2021-05-13T01:12:42.077Z


At the LeoGalleries in Monza the paintings by Depero and other masters (ANSA) MONZA - The cornerstones on which Futurism built its artistic revolution were not only speed, dynamism and the will to erase all links with the past. One of the most effective weapons of the movement founded by Filippo Tommaso Marinetti was the word, a picklock used to undermine an order considered old and outdated on several fronts and thus give vent to creativity that testified to the spirit of


MONZA - The cornerstones on which Futurism built its artistic revolution were not only speed, dynamism and the will to erase all links with the past. One of the most effective weapons of the movement founded by Filippo Tommaso Marinetti was the word, a picklock used to undermine an order considered old and outdated on several fronts and thus give vent to creativity that testified to the spirit of the time. The words in freedom on the written page that widen and tighten drawing shapes, curved and twisted lines, therefore, but also the freedom of speech of the provocative performances in theaters that often turned into fights among the public, and the paintings in which the word with no more syntax or punctuation constraints, it becomes the protagonist between the apparent anarchy of typefaces andaim to make it an art form.
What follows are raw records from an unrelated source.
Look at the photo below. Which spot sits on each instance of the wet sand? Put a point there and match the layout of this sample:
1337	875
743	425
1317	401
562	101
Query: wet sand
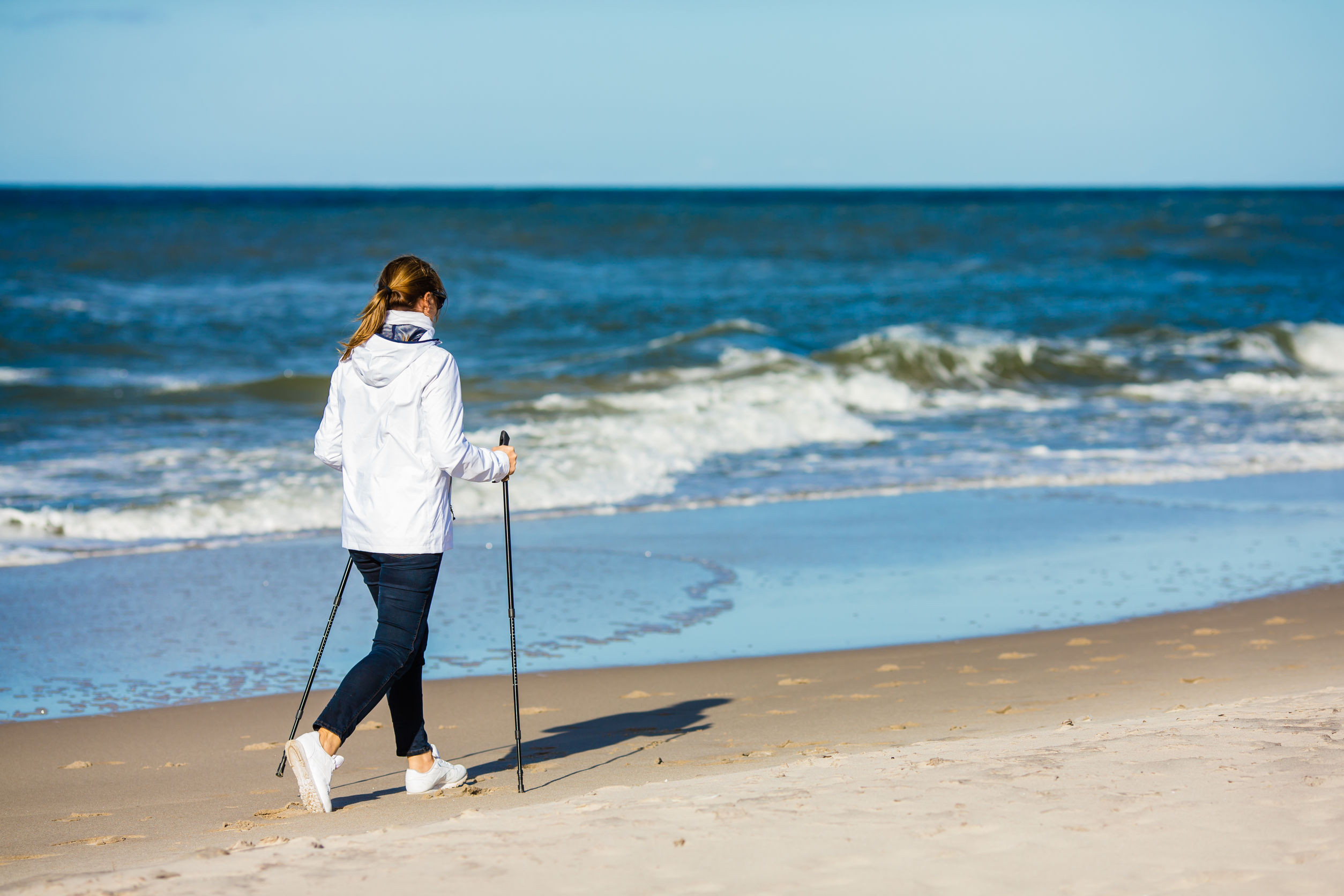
143	790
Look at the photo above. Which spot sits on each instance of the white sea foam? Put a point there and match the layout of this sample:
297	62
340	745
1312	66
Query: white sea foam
1320	347
639	439
15	375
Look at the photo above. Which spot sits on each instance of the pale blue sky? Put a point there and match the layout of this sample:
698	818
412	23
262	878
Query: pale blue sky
714	93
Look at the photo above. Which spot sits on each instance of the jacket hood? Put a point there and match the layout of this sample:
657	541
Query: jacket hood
381	361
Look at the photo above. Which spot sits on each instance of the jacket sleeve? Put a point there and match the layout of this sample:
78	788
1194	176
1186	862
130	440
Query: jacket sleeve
443	406
327	444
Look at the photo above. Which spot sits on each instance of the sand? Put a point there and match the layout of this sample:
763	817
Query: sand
1192	750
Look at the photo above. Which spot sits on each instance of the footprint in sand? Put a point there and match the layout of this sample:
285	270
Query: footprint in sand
100	841
77	816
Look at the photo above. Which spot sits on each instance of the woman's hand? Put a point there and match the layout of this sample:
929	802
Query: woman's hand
511	454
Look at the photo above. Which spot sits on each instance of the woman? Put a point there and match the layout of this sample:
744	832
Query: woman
393	426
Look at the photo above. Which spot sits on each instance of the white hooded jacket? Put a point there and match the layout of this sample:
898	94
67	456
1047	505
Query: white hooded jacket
393	426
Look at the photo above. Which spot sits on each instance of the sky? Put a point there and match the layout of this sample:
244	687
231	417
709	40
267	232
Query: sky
690	93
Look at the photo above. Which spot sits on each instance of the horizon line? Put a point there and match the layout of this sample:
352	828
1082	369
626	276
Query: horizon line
1301	186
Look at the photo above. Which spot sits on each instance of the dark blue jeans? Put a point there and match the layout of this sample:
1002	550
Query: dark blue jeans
402	586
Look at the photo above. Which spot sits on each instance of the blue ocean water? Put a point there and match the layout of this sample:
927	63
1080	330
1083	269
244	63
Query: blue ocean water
165	359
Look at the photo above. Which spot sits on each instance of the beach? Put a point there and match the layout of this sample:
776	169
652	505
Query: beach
729	746
867	539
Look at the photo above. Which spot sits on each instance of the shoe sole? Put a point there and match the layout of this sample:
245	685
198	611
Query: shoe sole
444	786
304	775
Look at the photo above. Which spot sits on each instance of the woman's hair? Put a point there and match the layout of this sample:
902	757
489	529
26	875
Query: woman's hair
400	288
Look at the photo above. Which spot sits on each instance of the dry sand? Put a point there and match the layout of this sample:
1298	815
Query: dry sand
944	767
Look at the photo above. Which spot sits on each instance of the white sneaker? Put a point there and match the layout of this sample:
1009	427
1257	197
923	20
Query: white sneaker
443	775
313	772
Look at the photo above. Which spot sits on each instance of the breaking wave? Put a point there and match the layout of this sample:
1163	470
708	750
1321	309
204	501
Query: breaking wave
886	412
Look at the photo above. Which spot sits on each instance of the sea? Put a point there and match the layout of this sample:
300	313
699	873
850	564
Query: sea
706	390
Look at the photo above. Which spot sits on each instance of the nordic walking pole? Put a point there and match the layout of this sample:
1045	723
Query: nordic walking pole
512	637
280	772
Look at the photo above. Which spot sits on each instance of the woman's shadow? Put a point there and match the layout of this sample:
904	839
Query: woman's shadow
666	723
The exhibition 'Futurism and Words' is dedicated to the canvases of some champions of the Marinettian avant-garde, which the LeoGalleries space in Monza offers until 29 May. Playing the lion's share among the fifteen works selected by Daniela Porta and Grazia Casiraghi with the advice of Maurizio Scudiero is Fortunato Depero, who was also a precursor of the role that the advertising message through billboards and posters would have assumed in mass social communication . "The street - he said in this regard - will become the only gallery for the Futurists".
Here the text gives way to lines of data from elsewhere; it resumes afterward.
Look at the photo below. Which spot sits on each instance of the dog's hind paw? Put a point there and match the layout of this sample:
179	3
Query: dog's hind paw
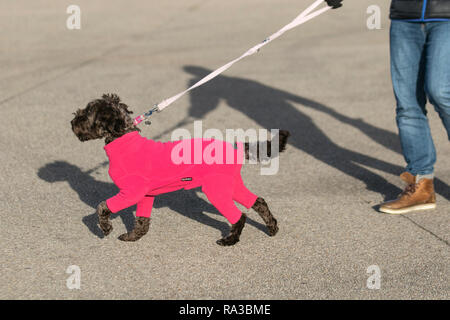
128	237
106	228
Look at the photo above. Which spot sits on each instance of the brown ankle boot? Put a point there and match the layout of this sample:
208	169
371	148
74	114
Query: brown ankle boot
416	196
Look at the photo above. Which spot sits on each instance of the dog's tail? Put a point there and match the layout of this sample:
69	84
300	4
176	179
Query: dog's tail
282	137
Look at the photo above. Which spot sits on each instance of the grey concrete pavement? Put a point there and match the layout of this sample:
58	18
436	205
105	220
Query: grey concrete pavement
326	81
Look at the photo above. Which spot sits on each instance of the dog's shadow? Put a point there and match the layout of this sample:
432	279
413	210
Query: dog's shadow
92	191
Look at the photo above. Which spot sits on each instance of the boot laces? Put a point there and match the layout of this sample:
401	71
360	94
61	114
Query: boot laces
410	189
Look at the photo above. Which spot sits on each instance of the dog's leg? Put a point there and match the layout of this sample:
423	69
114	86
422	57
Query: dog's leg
235	233
103	214
262	208
141	227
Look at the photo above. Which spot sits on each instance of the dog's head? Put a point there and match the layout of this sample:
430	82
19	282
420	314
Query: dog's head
102	118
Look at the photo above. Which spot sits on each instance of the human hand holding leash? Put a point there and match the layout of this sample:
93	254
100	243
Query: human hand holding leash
334	4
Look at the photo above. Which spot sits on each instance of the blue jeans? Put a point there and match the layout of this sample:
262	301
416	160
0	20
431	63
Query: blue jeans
420	69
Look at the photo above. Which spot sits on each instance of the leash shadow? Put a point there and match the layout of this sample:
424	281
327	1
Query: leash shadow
273	108
92	191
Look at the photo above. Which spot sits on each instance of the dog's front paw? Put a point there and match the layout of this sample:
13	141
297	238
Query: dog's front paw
273	228
106	227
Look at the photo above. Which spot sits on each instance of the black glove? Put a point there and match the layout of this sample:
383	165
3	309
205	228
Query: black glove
334	3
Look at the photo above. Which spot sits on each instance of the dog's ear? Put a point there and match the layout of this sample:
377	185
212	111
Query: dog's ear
114	120
111	98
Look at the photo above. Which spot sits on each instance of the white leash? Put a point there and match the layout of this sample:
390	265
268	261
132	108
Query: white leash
300	19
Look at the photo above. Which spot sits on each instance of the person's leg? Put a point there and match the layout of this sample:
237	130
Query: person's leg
408	69
407	43
437	76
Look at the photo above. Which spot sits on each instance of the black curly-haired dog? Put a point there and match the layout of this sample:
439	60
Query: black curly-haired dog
107	118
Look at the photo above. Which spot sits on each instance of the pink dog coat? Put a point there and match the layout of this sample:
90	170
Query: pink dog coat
143	168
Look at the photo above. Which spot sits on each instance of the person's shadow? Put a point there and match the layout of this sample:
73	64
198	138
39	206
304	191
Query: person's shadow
272	108
92	191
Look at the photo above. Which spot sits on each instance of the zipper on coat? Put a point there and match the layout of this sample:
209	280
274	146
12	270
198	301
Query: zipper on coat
424	10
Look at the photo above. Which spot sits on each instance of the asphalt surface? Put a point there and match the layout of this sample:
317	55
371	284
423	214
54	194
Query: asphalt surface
326	81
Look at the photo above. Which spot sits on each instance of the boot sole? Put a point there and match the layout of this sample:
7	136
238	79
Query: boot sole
419	207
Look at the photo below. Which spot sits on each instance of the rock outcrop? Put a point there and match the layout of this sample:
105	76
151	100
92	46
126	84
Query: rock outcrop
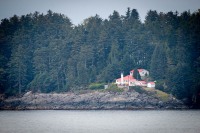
90	100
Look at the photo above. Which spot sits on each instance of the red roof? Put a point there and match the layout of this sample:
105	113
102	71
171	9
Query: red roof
128	77
139	70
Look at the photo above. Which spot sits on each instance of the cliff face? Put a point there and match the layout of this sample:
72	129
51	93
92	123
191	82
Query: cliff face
89	100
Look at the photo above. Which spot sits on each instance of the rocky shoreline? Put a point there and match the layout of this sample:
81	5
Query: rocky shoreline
93	100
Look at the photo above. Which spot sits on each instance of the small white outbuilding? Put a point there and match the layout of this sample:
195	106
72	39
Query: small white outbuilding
151	85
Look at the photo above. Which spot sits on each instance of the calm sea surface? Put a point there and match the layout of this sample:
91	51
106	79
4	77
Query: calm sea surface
50	121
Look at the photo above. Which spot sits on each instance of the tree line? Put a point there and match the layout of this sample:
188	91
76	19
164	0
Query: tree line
47	53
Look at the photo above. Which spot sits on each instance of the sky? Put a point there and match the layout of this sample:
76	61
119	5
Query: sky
78	10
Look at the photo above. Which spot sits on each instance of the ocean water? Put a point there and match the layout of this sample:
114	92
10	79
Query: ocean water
100	121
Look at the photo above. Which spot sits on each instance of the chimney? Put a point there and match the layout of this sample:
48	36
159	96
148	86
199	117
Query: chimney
122	78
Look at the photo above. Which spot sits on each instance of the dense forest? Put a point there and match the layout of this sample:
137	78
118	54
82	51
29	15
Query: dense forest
47	53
One of the works dedicated to the Caffè Irrera in Messina and two very rare parolibere ink tables made in New York in 1930 describing the roller coaster and the "tunnel of love" in the Coney Island amusement park are exhibited by the Rovereto master. 'Still life with Lacerba and Picasso' by Roberto Marcello Baldessari is a 1917 painting on a collage of parts of the magazine spokesperson for the futurists with a reference to the cubism of the great Spanish master, confirming how the artist had, among the first in Italy , 'looked' at Picasso and his papier collé.
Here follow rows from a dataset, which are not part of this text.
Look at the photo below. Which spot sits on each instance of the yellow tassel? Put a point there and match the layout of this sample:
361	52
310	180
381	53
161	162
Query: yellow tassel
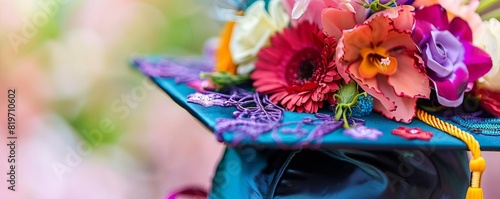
477	163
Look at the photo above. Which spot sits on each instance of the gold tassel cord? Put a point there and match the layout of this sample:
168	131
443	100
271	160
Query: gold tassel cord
477	163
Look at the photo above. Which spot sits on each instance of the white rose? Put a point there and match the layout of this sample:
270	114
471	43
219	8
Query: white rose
253	31
487	37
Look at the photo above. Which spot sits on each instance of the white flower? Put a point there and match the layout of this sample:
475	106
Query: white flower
487	37
465	9
253	30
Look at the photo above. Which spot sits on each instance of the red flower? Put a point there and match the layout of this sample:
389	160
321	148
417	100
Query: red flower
489	100
298	70
412	133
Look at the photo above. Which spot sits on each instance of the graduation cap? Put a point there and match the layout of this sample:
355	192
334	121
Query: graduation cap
321	115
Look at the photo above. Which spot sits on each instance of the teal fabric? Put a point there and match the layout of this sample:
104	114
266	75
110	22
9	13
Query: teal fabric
335	140
247	172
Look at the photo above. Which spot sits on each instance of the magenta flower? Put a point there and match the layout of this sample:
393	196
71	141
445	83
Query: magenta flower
453	63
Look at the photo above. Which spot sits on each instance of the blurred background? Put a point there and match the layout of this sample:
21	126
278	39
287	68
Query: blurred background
88	124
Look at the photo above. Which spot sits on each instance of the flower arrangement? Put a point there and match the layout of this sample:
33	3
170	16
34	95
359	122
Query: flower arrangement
400	52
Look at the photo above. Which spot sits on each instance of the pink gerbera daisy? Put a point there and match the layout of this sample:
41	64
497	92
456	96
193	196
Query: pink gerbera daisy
298	70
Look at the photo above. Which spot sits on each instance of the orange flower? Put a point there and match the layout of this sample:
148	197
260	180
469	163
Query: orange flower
224	62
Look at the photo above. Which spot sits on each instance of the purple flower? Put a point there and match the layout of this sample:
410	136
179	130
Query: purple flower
359	132
453	63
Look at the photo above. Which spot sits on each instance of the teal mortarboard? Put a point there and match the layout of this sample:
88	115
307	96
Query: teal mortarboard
316	110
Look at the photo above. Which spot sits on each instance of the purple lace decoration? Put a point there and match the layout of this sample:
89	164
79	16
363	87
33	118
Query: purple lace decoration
183	70
256	115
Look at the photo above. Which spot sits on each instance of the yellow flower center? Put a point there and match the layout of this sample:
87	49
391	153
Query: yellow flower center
376	61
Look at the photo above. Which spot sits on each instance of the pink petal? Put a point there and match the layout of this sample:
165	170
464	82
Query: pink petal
434	14
334	21
401	17
405	107
342	66
460	29
408	81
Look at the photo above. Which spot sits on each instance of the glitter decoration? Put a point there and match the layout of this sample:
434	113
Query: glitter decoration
183	70
412	133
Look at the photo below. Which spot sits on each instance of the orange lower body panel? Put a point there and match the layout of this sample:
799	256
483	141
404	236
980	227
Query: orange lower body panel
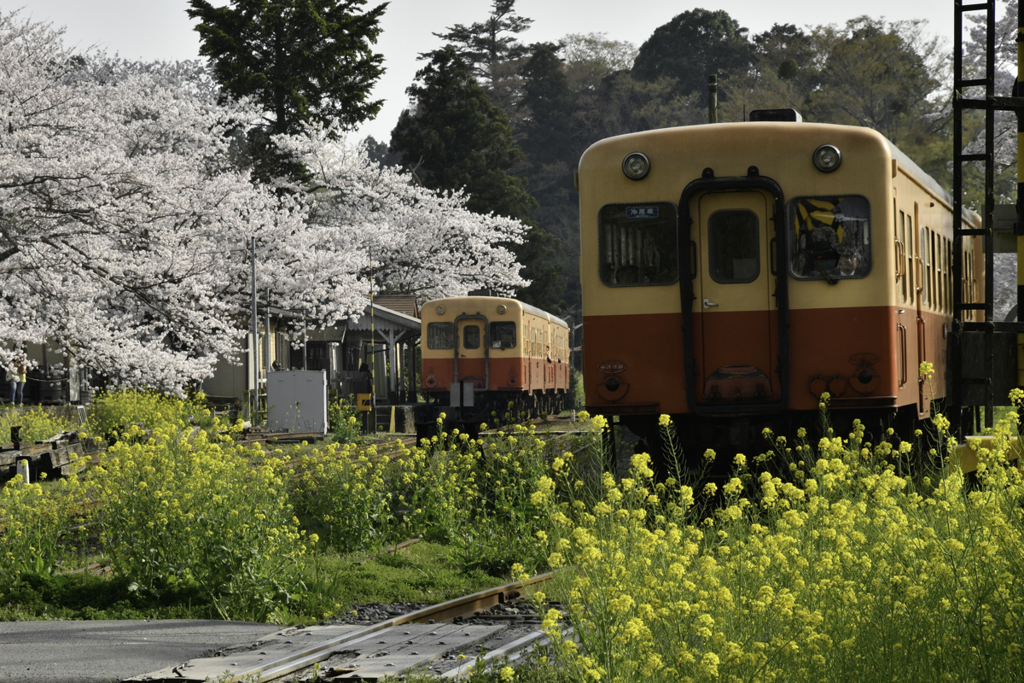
856	354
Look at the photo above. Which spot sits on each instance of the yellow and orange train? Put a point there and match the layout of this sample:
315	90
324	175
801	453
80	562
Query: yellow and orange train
485	355
734	272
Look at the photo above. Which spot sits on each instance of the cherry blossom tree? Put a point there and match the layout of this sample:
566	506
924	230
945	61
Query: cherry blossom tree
123	228
415	240
125	225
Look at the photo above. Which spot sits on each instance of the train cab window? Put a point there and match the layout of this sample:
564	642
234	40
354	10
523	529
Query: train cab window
440	335
733	246
471	336
503	335
830	238
638	244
The choice of two works by Giulio D'Anna, 'Il merlo', with a cannon-shaped mouth that shoots words, and the 1934 masterpiece 'Communication, advertising and progress', a collage of advertising writings and technologies of Italian companies, is explicit . Precious are also the parolibere tables of 1913 signed by Marinetti, taken from the book 'Le mots et liberté futuristes' and the ink on paper 'Futur Alvino' by Mino Delle Site from 1932. "In all the works proposed, the word becomes image, no longer just to read but to see - explains Maurizio Scudiero, who is also the curator of the Depero archive -. This is the novelty of the futurists. Technically, these are works, especially those by Depero, which anticipate Lettrism, later codified by Isidore Isou in the early 40s,whose founding idea was to renounce words as such and replace them with onomatopoeias ".